The strange fact is that a lot of men found (and still do find) the idea of women smoking to be very arousing, and this is naturally exploited in movies even today. Of course the Internet has a lot of smoking adult sites (wonders will never cease).
When Hippies arrived, smoking pot became sociable and involved gestures and stuff and identity. Cannabis is mixed with the tobacco from a cigarette to make a joint. This joint is then passed around the group. It is a faux pas to hold onto the joint for too long — you would be accused of ‘Bogarting the Joint’ — a cultural cross-reference to the fact that Humphrey Bogart used to leave his cigarette hanging from his lip while he talked and went about his business. One should NEVER ‘Bogart’ a joint.
I don’t know, back then, maybe people did not expect to live very long — there was a war every decade or so, so perhaps there was something of a ‘live today’ approach?

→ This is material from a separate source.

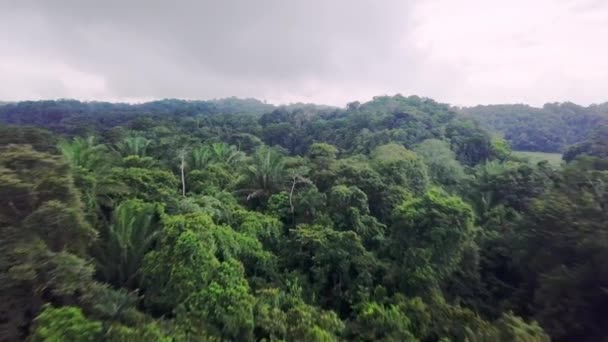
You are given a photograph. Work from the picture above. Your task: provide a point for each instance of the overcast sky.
(461, 52)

Maybe people were more used to being in crowds, or more relaxed about things in general.
In fact it was understood that it would be the very last thing you would do; if a man was going to the electric chair, he’d be allowed a last cigarette. A cigarette would be placed to the lips of the man in front of the firing squad. A cowboy shot down by a gunslinger would be given a last few puffs before expiring. A last smoke was compulsory, the last kindness, a good thing to do — especially if you took the cigarette from your own lips and placed it into the mouth of the dying person… that was like a kiss only better.
Smoking was punctuation. I suppose that was the biggest thing about smoking and tobacco — it marked the end of things: the end of a meal, the end of a task, the end of a tea break, the post-coital cigarette, the one before you left.
Perhaps I have jogged some memory or informed the youth about smoking and society. Sure it’s in decline now, and it is certainly not acceptable to most people anymore — even I have given up!
Perhaps we live in a healthier, longer-living society. Perhaps we live in a less tolerant and more complex society. People with mobile telephones and jewellery are self-obsessed compared with the more social and sociable person of the past — who offered you a smoke, a light and a drink.